Friday, April 23, 2010

Show Me the Money

Recently I read this great post on Knowledge@Wharton. They ran an interview of Jagmohan Raju and John Zhang, the authors of 'Smart Pricing'. As the book suggests, pricing when done right can contribute to the success of a product like nothing can! Competition-based Pricing and Cost-Plus Pricing are the popular concepts used by FMCGs but there are many more strategies in the marketplace, both online and offline. This led me to think about content-pricing on the web. What is the best way?

Since most web-content is free, websites have to develop new and innovative ways to make money. Hulu.com, the second most viewed video site (Youtube being no.1) is struggling to make money. Few months back, Adage claimed "Hulu is a towering success, just not financially". Its network backers are not happy with all the free episodes being streamed. Although Hulu does have an innovative ad concept where they interact with the viewer. Right at the beginning of the program, viewers are given the option of choosing the ad they would like to see. Good tactics but still not good enough to make profit.

Google doesn't charge the user, it charges the advertiser. Same with webmails, twitter and social networking tools. Twitter figured out its revenue model just a week back.

The New York Times is free online. Why would you "buy" it from a news stand? The Times is not charging us for reading its online content. Instead, its charging the advertisers. You know, the annoying rollovers that pop up just when you are about to read something.

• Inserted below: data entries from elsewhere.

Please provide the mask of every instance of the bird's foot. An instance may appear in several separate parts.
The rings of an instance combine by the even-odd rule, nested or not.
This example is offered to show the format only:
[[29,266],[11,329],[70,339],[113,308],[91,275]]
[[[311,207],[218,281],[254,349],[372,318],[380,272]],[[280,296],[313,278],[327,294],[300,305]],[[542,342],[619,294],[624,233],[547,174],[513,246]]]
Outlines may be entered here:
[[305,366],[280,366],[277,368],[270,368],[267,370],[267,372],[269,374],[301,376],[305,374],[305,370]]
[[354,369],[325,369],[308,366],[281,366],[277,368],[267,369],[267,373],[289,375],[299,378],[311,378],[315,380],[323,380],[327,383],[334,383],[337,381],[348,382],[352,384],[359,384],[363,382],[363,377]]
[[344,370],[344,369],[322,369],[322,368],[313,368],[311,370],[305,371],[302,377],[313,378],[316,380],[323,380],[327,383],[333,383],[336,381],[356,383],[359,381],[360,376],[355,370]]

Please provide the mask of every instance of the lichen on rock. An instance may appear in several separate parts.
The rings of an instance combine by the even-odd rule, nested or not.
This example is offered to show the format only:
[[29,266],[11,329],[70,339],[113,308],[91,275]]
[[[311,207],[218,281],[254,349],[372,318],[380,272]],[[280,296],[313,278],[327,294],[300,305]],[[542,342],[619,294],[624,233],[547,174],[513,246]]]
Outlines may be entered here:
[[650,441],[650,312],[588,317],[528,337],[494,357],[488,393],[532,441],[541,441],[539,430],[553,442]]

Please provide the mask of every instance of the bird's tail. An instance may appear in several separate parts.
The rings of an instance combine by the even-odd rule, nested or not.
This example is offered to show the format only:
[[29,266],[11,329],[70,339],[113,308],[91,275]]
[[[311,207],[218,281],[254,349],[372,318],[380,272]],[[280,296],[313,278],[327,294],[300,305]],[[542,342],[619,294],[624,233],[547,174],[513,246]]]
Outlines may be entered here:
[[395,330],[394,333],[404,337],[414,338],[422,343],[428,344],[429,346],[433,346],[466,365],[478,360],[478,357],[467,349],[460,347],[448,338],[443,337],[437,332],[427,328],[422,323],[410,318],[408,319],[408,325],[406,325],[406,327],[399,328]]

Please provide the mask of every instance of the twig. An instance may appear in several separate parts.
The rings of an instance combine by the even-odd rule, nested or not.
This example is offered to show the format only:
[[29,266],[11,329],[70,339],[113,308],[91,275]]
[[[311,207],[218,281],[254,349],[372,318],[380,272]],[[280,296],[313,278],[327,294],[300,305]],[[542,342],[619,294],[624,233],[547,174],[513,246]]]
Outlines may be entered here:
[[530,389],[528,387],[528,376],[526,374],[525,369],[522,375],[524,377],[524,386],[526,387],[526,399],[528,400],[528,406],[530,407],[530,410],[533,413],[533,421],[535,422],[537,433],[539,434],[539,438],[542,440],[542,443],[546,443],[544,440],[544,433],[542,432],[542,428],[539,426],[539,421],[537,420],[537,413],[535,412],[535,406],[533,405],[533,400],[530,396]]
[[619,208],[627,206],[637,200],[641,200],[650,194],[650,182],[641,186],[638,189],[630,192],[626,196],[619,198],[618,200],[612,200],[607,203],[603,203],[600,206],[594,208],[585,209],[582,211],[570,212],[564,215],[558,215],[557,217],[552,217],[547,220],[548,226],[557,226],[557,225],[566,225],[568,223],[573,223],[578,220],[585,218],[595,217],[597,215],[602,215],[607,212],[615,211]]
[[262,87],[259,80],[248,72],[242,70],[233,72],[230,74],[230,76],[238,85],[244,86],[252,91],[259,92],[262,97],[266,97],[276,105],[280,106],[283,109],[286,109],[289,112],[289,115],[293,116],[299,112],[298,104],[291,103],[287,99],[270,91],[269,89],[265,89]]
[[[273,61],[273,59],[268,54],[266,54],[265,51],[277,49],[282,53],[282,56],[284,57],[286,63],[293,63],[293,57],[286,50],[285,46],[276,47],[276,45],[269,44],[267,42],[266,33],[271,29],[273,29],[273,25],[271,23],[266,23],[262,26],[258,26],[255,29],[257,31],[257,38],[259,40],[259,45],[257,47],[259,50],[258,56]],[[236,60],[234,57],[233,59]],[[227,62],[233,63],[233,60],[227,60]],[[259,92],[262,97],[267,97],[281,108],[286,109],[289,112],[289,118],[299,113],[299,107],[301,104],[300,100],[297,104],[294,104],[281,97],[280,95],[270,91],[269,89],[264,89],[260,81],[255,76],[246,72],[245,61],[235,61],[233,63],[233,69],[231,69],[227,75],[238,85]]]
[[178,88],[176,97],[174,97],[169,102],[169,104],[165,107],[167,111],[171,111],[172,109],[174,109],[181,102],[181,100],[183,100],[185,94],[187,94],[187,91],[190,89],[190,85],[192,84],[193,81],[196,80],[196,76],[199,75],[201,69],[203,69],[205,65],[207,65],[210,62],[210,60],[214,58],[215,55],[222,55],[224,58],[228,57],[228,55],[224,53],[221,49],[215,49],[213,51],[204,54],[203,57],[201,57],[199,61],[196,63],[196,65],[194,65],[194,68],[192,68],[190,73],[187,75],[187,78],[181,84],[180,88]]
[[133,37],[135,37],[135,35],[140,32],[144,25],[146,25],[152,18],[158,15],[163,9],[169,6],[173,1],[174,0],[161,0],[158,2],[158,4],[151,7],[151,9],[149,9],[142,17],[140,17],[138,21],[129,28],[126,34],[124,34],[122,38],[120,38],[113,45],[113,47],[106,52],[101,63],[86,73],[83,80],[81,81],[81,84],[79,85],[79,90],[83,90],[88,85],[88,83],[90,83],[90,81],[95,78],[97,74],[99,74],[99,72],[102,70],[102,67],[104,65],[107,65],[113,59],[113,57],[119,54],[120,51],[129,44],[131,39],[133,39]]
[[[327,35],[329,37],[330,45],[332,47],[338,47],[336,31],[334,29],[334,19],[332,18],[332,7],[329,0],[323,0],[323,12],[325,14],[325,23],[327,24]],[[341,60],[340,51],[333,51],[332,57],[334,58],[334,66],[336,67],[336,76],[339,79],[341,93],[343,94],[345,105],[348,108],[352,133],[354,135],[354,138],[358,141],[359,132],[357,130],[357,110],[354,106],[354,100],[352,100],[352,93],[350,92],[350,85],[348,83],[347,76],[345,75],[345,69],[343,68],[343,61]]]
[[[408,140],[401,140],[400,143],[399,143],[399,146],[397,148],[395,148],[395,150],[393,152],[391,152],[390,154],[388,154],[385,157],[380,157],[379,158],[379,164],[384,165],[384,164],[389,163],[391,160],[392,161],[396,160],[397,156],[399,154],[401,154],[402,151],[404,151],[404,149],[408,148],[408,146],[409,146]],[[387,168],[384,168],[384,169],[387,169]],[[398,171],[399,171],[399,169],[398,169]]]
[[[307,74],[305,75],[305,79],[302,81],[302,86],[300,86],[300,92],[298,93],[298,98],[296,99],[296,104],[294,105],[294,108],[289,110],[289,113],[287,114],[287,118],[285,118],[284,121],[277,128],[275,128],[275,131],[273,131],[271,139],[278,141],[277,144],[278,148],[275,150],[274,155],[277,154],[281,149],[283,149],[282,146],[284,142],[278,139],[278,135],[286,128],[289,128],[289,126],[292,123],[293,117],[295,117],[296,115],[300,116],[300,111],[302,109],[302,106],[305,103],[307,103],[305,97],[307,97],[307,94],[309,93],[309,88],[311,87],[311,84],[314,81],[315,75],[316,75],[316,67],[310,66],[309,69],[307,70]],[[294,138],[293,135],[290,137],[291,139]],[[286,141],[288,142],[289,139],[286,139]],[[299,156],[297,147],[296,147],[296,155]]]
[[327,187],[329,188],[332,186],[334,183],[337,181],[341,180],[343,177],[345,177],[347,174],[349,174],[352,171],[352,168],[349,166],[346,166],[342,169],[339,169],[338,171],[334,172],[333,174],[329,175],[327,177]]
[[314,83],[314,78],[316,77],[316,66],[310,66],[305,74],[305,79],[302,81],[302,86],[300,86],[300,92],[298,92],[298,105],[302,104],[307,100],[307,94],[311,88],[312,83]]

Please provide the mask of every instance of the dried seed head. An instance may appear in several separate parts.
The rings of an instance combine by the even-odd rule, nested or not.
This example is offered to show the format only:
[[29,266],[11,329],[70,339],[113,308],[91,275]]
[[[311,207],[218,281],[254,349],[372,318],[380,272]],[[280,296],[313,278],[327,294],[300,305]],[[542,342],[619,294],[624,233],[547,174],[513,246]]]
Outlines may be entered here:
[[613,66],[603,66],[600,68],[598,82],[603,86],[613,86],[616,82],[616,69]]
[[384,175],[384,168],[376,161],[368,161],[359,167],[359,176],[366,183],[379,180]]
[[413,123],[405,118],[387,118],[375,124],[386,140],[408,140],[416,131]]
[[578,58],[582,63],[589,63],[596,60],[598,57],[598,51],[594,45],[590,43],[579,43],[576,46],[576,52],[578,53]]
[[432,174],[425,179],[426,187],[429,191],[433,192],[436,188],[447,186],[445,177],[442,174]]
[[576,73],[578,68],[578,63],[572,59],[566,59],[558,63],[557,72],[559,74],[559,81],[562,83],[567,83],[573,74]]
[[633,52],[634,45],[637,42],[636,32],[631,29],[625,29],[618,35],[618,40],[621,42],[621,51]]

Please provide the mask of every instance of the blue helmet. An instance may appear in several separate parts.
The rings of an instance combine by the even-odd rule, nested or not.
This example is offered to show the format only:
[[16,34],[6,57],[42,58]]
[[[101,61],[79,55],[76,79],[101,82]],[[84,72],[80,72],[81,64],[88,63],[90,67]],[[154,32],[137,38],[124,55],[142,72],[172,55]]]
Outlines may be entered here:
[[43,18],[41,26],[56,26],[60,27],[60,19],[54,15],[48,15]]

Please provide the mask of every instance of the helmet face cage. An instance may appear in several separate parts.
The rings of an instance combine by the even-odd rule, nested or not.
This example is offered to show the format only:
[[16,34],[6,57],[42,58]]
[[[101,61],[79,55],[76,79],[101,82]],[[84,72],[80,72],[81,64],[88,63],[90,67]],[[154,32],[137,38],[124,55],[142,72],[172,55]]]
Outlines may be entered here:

This is another challenge for free web-content providers. How to make money without spoiling the user-experience? The ads got to be unobtrusive but at the same time you want the target audience to see and click on the ad-link. Only then can the website make money. More clicks = more money. That's how most affiliate programs work on the net.

Some of the very premium or very niche news websites tease the reader. The Wall Street Journal for example. You go to their home page, you see some previews, you click on an article you want to read and then they hit you with the following - "To continue reading, subscribe now". You have to subscribe for full-site access.

It's easy for location-based social networks like foursquare and gowalla. They can easily latch on to the local businesses and keep their service free for users. Geo-targeting is an effective marketing tool when it comes to services like hotels, restaurants, concerts, games etc.

Content and concepts may differ but the goal remains unchanged. Making money. Twitter did it best. They played it slow. Only after they had established a dedicated user-base (close to a billion!), they began revamping their revenue model.

Slow and steady - that's the way to go!

Friday, April 9, 2010

Choice Architecture and Advertising

Say you want to buy a set of cheese from the pack shown in the picture? Which set will you choose?


If books like Nudge by Richard H. Thaler and Prof. Cass R. Sunstein or Predictably Irrational by Dan Ariely are to believed, our mind plays quite a few tricks on us, and those tricks actually influence our day to day decisions!  


This piqued my interest in the subject and I realized along the way just how invaluable this field of study, known as Behavorial Economics, is for the advertising industry.


Rory Sutherland via campaign.co.uk says: "Behavioural economics provides us with an intellectual framework, which allows us to better justify (and charge for) the ideas we already generate as well as generate new and better ones."


"The nine examples below are merely an indication of some of the concepts so far revealed in experiments. Significantly, many of these non-rational behaviours affect us unconsciously, and hence will not be revealed by conventional market research."


1. Loss aversion
2. I'll have what she's having
3. The power of now - and of instant feedback
4. The power of channel preference and interface
5. Scarcity value
6. Goal dilution
7. Chunking
8. Price perception
9. Choice architecture


I will concentrate on Price Perception and Choice Architecture for now.


Think about those Jimmy Choos you bought because the price said $300 in a collection where most of the pairs were worth $1000? Would you splurge similarly on a pair of Faded Glory boots at Walmart? No way. High-end brands and designer stores are all about Price Perception. The higher the price, the greater the perceived value. But ad agencies almost never have a say on the price. So let's move on to Positioning and Choice Architecture instead. Choice Architecture as applied to marketing is the influence of the surrounding options while making a decision.


Did you by any chance choose the $7 cheese in the picture above? Studies have shown that most people tend to choose the second most expensive item on the list. Even though we rarely go for it, the highest price on a list does raise the average. Do you detect a "nudge" from marketers there?


On one hand we find cheap things to be of poorer quality but on the other hand, we stay away from the super expensive. So the best way to market a product will be to price and package it reasonably and place it amongst some very exorbitantly priced products.


As Rory Sutherland says in the campaignlive.co.uk article "In an ingenious exploitation of framing effects, one salesman sold Rolls-Royces at a yacht show. Seen alongside a $10 million yacht, a $500,000 car seems like a bargain."

Thursday, April 1, 2010

Opportunity Marketing


Is it a coincidence that the home page of Amazon.com is promoting the Kindle as "easy to read in sunlight" and "thin and lightweight" when the recent nytimes review of the iPad says "You can’t read well in direct sunlight. At 1.5 pounds, the iPad gets heavy in your hand after awhile"?